Alabama GOP Senate Primary Gets Even Strange-er After Trump Intervention

Donald Trump’s endorsement probably saved appointed senator Luther Strange from the dustbin of history, but he’s still an underdog at the moment to Judge Roy Moore. Photo: Bill Clark/CQ Roll Call

If not for a surprise intervention by the president of the United States, the trajectory of the GOP special Senate primary in Alabama tomorrow looked likely to result in the defeat of appointed senator Luther Strange, and a runoff between right-wing congressman Mo Brooks and the legendary Ten Commandments judge, Roy Moore. And that was with Strange dominating the airwaves with ads, mostly paid for by Mitch McConnell’s super-pac.

As the New York Times reports today, even after Trump endorsed (and re-endorsed) Strange on Twitter, the man who calls himself “Big Luther” is not exactly enjoying a surge of popularity:

Mr. Strange is wheezing into Tuesday’s Republican Senate primary here. He is grasping to secure a second-place finish and a slot in a September runoff with Roy S. Moore, the twice-deposed former State Supreme Court justice and evangelical-voter favorite who is expected to be the top vote-getter but may fall short of the majority needed to win outright.

The senator’s problem is twofold:

Mr. Strange is in a political vise, pinched by his links to a pair of Republicans, one local and one national, held in low esteem by many in the party here: the disgraced former Gov. Robert Bentley, who appointed Mr. Strange, and Mr. McConnell.

In case you’re just tuning in to the Alabama psychodrama, Strange was temporarily appointed to the seat vacated by Attorney General Jeff Sessions by disgraced and soon-to-resign-in-a-plea-deal governor Robert Bentley, who destroyed his career with a sex-and-corruption scandal that seemed to go on forever. Trouble is, Strange, then the state’s attorney general, had helped head off impeachment proceedings against Bentley not long before the appointment. He has not been able to shake the implication of a corrupt bargain with the Luv Guv; as one Alabama voter put it, he’s “got too many Bentley cooties on him.”

The McConnell connection could have been deadly, too, given Donald Trump’s recent war of words with the Senate majority leader. The 45th president, you see, is wildly popular among Alabama Republicans.

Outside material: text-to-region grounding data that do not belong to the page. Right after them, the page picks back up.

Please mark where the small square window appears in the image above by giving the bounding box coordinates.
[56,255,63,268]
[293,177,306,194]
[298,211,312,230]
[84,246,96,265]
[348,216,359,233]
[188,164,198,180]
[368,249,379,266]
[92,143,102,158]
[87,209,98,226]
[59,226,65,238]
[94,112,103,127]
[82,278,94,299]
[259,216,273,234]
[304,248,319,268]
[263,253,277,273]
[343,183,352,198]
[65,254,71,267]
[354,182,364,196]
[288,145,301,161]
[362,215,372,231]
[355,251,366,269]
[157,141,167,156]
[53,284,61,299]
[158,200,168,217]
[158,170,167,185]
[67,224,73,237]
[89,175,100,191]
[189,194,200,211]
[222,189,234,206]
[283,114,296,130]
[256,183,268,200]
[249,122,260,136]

The three main Senate candidates have all pledged slavish fealty to Trump, and both Brooks and Moore were using McConnell’s alleged betrayal of the mogul to blast Strange. And then Trump dropped the hammer on them.

The Trump endorsement probably put paid to Brooks’s hopes of catching up with Strange by tomorrow. But Moore, who until recently avoided much of the crossfire between Strange and Brooks, has a lock on a position in the September 26 runoff that will be held if no one wins a majority in the first round.

The two polls taken since the endorsement do indeed show Moore and Strange in a runoff, though with different levels of support. A Trafalgar Group survey has Moore with a solid lead at 38 percent, with Strange at 24 percent, and Brooks at 17 percent. An Emerson College poll with a higher margin of error than Trafalgar’s shows Strange at 32 percent narrowly leading Moore at 29 percent, with Brooks totally out of the running at 15 percent. Some think Trump’s endorsement could boost turnout, which had been expected to be down in the 20 to 25 percent range, but again, it’s not like Trumpites appear to be snake-dancing to the polls to back Big Luther.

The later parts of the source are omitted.